February 24, 2019 - #4667 Music & the Spoken Word
The Music & the Spoken Word broadcast airs live via TV, radio, and internet stream on Sunday at 9:30 a.m. mountain standard time. For information on other airtimes, visit “Airing Schedules” at musicandthespokenword.org.
Music
Conductor: Mack Wilberg
Organist: Andrew Unsworth
Announcer: Lloyd Newell
“‘Give,’ Said the Little Stream”1
Music: William B. Bradbury
Lyrics: Fanny J. Crosby
Arrangement: Ryan Murphy
“Brother James’s Air”2
Music: James Leith Macbeth Bain
Lyrics: Psalm 23
Arrangement: Mack Wilberg
“Prelude on ‘Prospect of Heaven’” (Organ solo)
Anonymous, Southern Harmony, 1835
Arrangement: Andrew Unsworth
“Awake the Harp” from The Creation
Music: Franz Josef Haydn
“My Favorite Things” from The Sound of Music
Music: Richard Rodgers
Lyrics: Oscar Hammerstein II
Arrangement: Arthur Harris
“The Prayer”2,3 from The Quest for Camelot
Music: Carole Bayer Sager and David Foster
Lyrics: Alberto Testa and Tony Renis; English lyrics by Carole Bayer Sager and David Foster
“From All That Dwell Below the Skies”
Music: John Hatton
Lyrics: Isaac Watts
Arrangement: Mack Wilberg
- On the CD Teach Me to Walk in the Light.
- On the CD Heavensong.
- On the CD Mormon Tabernacle Choir & Friends.
The Spoken Word
Allowing Change over Time
Not long ago, a man ran into an old high school friend, one he had not seen for many decades.

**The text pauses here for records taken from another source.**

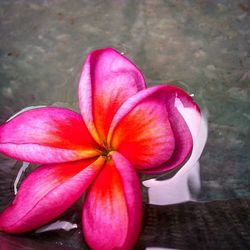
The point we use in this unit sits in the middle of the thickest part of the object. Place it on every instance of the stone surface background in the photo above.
(203, 46)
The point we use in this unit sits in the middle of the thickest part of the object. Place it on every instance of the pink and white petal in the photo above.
(47, 135)
(107, 80)
(47, 192)
(185, 118)
(112, 210)
(141, 130)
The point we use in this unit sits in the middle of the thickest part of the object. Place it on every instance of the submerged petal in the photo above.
(141, 130)
(107, 80)
(46, 193)
(185, 118)
(47, 135)
(113, 208)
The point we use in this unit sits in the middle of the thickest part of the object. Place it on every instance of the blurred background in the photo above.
(202, 46)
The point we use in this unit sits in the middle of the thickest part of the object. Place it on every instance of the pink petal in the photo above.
(141, 130)
(151, 131)
(184, 117)
(107, 80)
(47, 135)
(113, 208)
(46, 193)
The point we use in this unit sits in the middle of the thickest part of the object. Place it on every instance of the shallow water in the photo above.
(202, 46)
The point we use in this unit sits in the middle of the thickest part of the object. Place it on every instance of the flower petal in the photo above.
(141, 130)
(47, 135)
(46, 193)
(113, 208)
(107, 80)
(185, 118)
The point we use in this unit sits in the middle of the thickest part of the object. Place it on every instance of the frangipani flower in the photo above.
(123, 128)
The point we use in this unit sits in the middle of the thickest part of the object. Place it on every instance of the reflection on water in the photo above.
(185, 184)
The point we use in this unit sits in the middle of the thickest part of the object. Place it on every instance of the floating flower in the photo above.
(123, 128)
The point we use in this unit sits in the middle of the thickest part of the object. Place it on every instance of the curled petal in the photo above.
(112, 211)
(46, 193)
(47, 135)
(185, 118)
(141, 130)
(107, 80)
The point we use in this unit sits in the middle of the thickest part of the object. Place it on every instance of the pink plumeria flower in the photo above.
(123, 128)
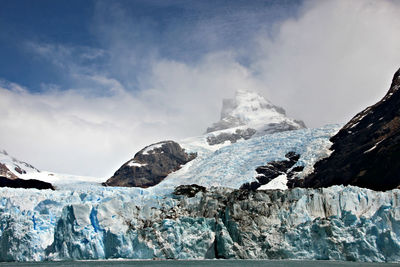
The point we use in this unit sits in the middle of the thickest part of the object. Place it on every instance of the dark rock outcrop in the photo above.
(232, 137)
(189, 190)
(366, 151)
(5, 172)
(21, 183)
(273, 169)
(151, 165)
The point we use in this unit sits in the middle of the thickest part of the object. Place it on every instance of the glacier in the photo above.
(83, 220)
(336, 223)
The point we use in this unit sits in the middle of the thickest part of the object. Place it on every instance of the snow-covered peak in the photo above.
(16, 166)
(248, 109)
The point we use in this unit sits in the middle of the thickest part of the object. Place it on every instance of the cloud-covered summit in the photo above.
(144, 80)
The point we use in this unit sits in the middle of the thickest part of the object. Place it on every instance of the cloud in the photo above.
(333, 60)
(323, 64)
(70, 131)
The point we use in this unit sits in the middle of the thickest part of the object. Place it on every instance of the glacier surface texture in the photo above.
(84, 220)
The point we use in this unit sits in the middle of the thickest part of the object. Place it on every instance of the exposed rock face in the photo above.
(5, 172)
(189, 190)
(16, 166)
(274, 169)
(151, 165)
(232, 137)
(21, 183)
(366, 151)
(253, 115)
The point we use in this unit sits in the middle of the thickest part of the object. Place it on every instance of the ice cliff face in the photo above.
(247, 115)
(341, 223)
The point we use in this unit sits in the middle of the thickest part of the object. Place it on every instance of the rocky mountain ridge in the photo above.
(366, 151)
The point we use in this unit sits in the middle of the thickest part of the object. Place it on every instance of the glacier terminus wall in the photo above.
(336, 223)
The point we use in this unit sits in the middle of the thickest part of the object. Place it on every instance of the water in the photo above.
(174, 263)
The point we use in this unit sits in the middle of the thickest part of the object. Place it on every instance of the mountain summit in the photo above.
(250, 114)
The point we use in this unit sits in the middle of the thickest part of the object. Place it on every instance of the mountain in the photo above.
(366, 151)
(11, 169)
(248, 115)
(151, 165)
(231, 201)
(15, 166)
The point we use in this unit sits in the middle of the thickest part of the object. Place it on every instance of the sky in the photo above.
(86, 84)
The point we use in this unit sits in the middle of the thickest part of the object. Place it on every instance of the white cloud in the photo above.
(332, 61)
(69, 131)
(325, 65)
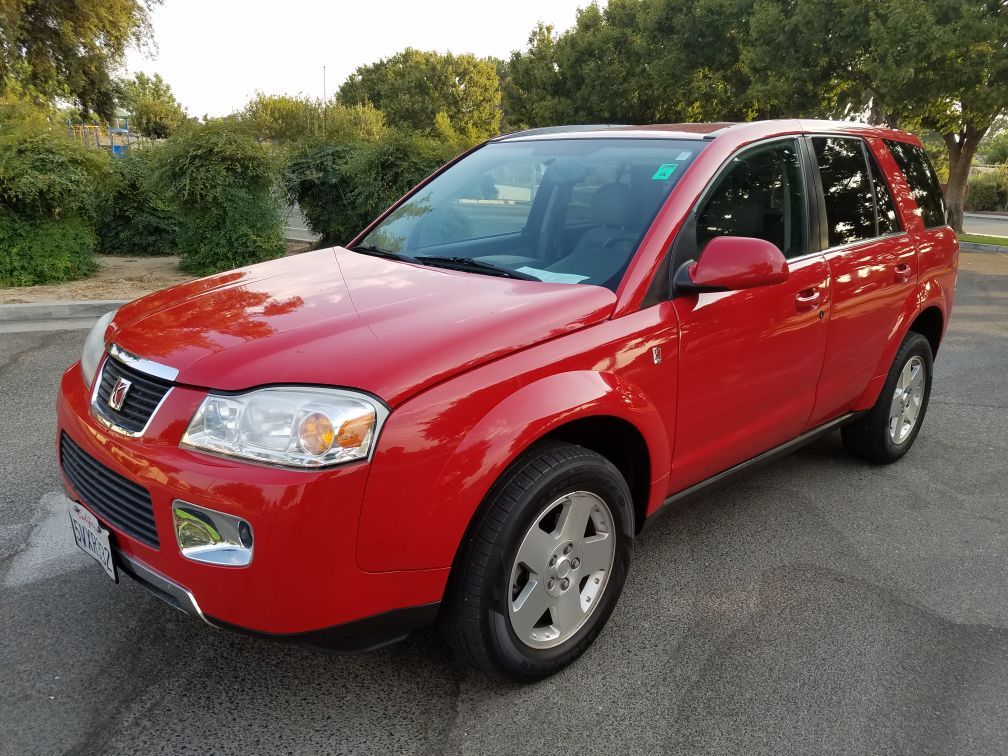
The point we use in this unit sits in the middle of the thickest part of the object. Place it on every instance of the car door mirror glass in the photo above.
(733, 262)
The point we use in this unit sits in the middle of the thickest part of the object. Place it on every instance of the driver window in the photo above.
(761, 195)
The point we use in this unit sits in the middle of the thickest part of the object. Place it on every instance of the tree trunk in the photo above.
(962, 149)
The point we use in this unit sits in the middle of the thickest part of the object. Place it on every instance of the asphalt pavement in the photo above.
(814, 606)
(989, 225)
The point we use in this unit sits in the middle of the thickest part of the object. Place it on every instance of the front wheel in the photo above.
(543, 565)
(889, 428)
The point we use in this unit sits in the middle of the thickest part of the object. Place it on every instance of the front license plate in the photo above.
(92, 538)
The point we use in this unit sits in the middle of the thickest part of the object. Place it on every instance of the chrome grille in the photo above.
(144, 394)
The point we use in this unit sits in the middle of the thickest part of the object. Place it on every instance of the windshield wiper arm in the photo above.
(476, 266)
(387, 254)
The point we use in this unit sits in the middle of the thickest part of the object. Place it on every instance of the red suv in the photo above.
(468, 413)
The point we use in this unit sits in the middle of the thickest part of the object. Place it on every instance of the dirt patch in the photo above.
(117, 278)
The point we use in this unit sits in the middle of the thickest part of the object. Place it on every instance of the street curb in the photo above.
(975, 247)
(57, 310)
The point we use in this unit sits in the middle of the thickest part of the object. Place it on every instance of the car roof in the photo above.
(738, 132)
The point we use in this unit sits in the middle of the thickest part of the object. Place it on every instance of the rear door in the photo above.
(873, 267)
(749, 360)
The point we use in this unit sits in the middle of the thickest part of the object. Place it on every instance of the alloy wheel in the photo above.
(906, 400)
(560, 570)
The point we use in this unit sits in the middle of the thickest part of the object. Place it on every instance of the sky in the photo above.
(217, 53)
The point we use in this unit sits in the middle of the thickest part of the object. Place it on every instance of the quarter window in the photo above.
(850, 206)
(922, 179)
(761, 195)
(888, 220)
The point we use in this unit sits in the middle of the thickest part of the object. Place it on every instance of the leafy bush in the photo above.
(342, 186)
(988, 191)
(996, 151)
(292, 119)
(134, 216)
(224, 183)
(47, 187)
(42, 250)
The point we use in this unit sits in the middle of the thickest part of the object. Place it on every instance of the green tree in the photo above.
(152, 106)
(923, 65)
(70, 48)
(634, 61)
(995, 150)
(413, 87)
(531, 87)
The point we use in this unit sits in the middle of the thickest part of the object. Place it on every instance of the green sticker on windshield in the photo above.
(664, 171)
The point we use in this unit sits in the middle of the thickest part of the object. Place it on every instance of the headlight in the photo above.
(94, 348)
(306, 427)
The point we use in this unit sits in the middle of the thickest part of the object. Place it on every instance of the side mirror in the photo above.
(729, 263)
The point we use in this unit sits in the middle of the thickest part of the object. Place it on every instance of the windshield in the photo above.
(563, 211)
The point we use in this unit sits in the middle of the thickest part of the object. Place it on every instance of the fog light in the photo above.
(245, 534)
(210, 536)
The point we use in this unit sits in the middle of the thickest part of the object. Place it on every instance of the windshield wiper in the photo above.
(475, 266)
(387, 254)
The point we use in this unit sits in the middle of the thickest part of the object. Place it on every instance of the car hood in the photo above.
(343, 319)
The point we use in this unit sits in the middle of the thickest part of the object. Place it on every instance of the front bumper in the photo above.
(351, 637)
(303, 578)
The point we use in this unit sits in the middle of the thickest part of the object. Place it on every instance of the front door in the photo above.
(750, 360)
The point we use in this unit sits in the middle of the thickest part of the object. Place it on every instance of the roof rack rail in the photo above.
(559, 130)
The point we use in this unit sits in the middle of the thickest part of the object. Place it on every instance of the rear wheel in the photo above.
(543, 565)
(889, 428)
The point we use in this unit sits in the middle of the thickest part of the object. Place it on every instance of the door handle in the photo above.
(807, 299)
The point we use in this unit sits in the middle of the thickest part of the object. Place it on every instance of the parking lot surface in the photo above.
(817, 605)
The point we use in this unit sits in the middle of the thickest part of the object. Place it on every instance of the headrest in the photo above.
(611, 205)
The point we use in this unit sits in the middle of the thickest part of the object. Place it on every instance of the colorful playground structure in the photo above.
(114, 136)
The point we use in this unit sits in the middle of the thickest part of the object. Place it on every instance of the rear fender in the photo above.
(927, 293)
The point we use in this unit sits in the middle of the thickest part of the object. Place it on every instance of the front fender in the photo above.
(437, 465)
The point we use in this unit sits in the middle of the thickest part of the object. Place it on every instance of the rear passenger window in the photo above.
(850, 206)
(888, 221)
(762, 195)
(923, 181)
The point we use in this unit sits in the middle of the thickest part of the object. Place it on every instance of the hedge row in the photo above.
(988, 191)
(210, 194)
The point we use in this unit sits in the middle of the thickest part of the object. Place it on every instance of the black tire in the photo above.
(475, 620)
(869, 436)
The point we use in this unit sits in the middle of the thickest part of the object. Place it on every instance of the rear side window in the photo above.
(761, 195)
(847, 189)
(924, 185)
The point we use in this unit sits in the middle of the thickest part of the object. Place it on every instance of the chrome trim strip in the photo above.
(97, 413)
(156, 369)
(154, 582)
(769, 456)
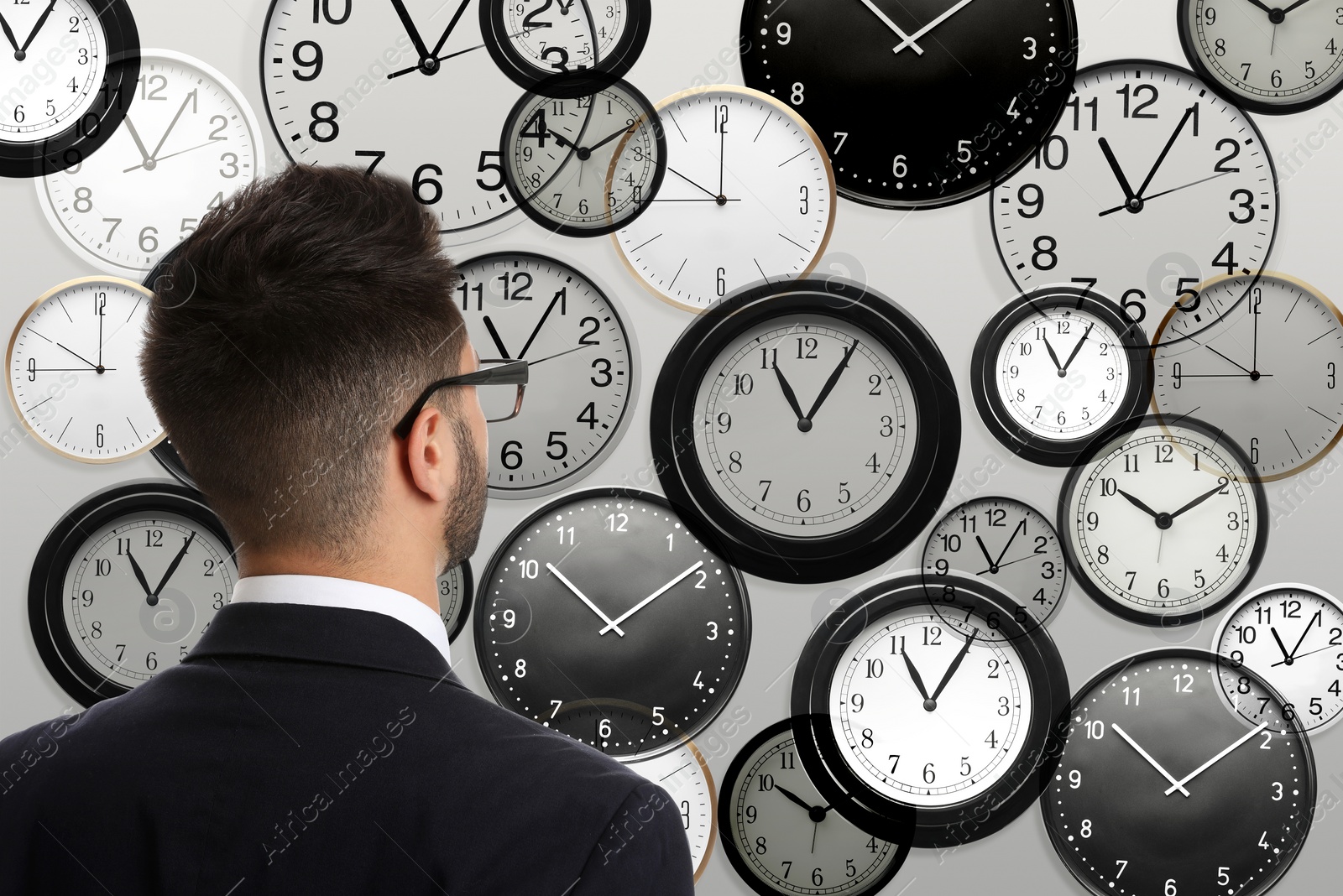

He remembered his classmate as a reckless teenager, but he was now well into his 60s, and he was noticeably different: certainly more responsible and mature, but also kinder and more caring. What a pleasure it was to get reacquainted with this new version of his long-lost friend. He couldn’t help but ponder what experiences must have influenced him over those many years. What heartache and happiness, what successes and sorrows had shaped him and made him into the person he had become?
Then he had a more sobering thought: Have I changed too? How have my experiences shaped and molded me? Do my friends see in me a gentler, more compassionate person? Or do they see the same immature youth I once was?
Life is all about growth. Our physical growth is most obvious, but we also grow in other ways that are more meaningful. And yet we sometimes struggle to let other people grow too. For some reason, we hold fast to our first impressions of them. It’s as if we have already written their life stories—in permanent ink! Maybe it’s our way of simplifying our complex world. But can’t people change? If someone was wild and wayward years ago, can he mature and straighten out his life? If someone was careless and conceited in the past, can her heart be humbled and softened?
We had better hope the answer is yes, because each of us has something to change. And if we hope others will allow us to grow and improve, we must allow them to do the same. Life is not about holding on tightly to what we’re familiar with, to what we think we know. It’s about learning and progressing and becoming better versions of ourselves with every passing day.
So the next time you meet someone you haven’t seen in a while—or even someone you see every day—open your heart to a new narrative, a new memory in the making. Allow others, and yourself, to become the people we were meant to become.